'If we don't act now to safeguard our privacy, we could all become victims of identity theft'. - Bill Nelson
Every 2 seconds someone is the victim of identity theft, our security being under threat as a result of the technological advancement and progress that drives our societal evolution. Our lives have become public property to the point where we have exposed our private parts (our true self) to the boot of our developmental curse. In the midst of our need to transcend and advance we have become accustomed to our lives being uncovered and subject to the scrutiny of those who have nothing better to do than take advantage of our vulnerability. Being vulnerable is considered a sign of humility, an authentic expression of honesty that endears you to others, but unfortunately we need safeguards to protect ourselves from those who try to abuse our soft underbelly.
Our technological vulnerability has exposed us to an ironic existential crisis of identity confusion that has reached epidemic proportions. We are running around like headless chickens lost for words trying to cope with the cultural expectations of success and failure that have exacerbated our anxiety and numbed our understanding of what it truely means to be ourselves.

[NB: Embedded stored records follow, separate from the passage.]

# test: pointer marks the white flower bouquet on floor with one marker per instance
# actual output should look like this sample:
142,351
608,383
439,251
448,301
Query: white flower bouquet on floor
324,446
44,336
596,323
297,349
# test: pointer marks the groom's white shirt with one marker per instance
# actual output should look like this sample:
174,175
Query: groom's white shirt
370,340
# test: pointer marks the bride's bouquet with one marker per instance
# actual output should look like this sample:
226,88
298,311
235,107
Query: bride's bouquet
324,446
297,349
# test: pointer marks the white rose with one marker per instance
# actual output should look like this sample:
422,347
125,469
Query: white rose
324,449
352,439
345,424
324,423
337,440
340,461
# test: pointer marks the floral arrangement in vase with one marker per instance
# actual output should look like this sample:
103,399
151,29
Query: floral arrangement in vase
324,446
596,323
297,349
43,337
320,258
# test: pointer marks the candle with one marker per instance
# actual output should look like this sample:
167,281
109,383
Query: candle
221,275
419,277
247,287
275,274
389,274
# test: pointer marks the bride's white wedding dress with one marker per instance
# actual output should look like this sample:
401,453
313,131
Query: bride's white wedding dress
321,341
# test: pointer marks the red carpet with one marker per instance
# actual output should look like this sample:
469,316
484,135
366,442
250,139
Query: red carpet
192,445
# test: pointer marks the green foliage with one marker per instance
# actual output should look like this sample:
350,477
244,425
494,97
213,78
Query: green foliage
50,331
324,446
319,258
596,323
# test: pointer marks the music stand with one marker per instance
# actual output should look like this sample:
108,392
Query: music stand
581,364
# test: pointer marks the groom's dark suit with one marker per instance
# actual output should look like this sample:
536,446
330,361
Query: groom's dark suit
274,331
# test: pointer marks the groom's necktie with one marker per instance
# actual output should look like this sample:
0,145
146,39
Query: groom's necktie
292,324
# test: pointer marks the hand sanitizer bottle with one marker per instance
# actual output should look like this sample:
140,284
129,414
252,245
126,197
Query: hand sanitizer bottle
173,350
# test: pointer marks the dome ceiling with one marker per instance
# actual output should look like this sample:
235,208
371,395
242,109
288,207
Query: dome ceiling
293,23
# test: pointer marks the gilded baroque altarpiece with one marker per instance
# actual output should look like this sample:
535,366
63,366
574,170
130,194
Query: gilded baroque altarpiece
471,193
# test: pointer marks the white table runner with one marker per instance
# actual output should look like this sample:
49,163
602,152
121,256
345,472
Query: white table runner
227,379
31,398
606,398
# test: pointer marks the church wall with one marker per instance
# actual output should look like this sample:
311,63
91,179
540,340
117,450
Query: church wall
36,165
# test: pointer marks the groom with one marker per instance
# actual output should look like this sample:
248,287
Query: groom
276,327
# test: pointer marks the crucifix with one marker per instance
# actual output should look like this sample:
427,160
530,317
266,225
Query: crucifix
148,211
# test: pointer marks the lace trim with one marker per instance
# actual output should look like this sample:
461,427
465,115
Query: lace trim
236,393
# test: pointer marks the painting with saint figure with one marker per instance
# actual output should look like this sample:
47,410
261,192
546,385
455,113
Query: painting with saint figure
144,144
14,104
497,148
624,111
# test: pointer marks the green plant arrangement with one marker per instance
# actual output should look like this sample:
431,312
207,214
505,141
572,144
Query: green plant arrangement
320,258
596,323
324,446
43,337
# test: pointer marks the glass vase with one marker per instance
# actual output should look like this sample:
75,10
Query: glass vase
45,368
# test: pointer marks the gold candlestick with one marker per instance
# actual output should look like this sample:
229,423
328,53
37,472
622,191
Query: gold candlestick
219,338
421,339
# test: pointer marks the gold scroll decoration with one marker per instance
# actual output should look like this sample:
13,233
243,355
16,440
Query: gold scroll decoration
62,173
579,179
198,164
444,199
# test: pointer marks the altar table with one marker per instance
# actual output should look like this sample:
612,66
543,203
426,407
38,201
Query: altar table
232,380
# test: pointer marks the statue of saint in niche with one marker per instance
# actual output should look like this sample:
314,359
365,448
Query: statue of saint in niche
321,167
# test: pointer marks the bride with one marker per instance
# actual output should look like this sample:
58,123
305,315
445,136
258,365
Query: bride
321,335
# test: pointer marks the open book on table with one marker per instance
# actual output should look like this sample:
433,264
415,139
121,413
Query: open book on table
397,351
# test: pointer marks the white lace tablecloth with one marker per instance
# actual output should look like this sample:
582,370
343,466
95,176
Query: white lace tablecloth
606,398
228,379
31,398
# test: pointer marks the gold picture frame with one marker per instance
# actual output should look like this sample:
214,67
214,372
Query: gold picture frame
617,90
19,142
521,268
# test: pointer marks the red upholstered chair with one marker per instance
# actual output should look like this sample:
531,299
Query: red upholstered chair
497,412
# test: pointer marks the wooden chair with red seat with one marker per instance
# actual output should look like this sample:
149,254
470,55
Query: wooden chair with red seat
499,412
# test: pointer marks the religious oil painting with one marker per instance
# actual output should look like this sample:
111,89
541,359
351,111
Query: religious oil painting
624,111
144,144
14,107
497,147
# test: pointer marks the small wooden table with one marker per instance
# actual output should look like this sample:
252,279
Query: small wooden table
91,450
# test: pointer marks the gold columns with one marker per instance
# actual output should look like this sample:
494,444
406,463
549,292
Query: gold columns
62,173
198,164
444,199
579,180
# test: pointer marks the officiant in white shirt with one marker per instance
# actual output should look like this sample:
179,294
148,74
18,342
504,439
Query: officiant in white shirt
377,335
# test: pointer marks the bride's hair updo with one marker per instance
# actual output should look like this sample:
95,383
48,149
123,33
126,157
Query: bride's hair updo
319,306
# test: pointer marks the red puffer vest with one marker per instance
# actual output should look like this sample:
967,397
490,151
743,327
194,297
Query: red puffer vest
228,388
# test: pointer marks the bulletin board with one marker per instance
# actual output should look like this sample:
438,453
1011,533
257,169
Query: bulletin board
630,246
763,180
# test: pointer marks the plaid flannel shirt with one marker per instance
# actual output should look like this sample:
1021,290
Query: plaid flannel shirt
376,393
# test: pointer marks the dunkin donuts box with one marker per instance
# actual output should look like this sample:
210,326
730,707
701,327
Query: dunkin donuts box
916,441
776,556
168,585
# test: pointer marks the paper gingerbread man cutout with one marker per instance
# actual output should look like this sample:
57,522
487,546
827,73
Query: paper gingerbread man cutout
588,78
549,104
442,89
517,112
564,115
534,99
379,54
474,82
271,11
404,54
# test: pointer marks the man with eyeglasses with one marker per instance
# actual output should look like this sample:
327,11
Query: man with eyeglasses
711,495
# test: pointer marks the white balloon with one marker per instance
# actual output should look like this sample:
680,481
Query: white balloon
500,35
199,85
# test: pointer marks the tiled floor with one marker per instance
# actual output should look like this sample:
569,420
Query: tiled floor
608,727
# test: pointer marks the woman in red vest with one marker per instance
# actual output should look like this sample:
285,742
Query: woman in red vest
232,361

'Often we lose our identity trying to please or placate others'. -Mary Manin Morrissey
It does seem like I am constantly having to address the comparisons that are reflected back to me by the social media madness that hovers above my life like a ghostly cloud that competes for my attention, shaping my view of the world through the lens of over inflated self adulation.
The age old question of 'who am I’ seems to be under scrutiny, seriously ravaged by the mass media opinions of those who are uncomfortable in their own skin, projecting wave upon wave of discontent on to my dissatisfied self.
'When you have a lot of people telling you what you are and perceiving you in a certain way, it's difficult to find your own identity'. -Sia
If I am to truely be me then I will need to find a way to get off the comparison train long enough to take a breath and regain a sense of momentary sanity. Comparisons in life are an unavoidable a reminder that we need each other in order to consider the similarities or dissimilarities that exist between us. The contrasting differences that juxtapose our relationships are not a bad thing, until they begin to divide us and drive us into competitive mode where we try to wrangle a new identity from the arms of another.
‘If you keep trying to be someone else who is going to be you’ - Hungarian proverb
When my doppelganger dissatisfaction forces me to take on another’s identity I lose myself in the process and die a slow death of fakery, and become the brunt of a long running public joke.
Maybe its time to do some honest self talk of acceptance, reminding myself that I am more than enough, and that unless I accept who I am warts and all I will end up striving for something that in the end will destroy my sense of self worth. Don’t let the so-called holiness warriors or success merchants displace your identity and rob you of the peace of mind that is mostly content with your imperfections and maladies.
My identity is so easily influenced by the myriad of comparisons that surround my life. May I be granted the wisdom and discernment to know how to weed out the deceptive invasions of projected expectation that warp my evolving self.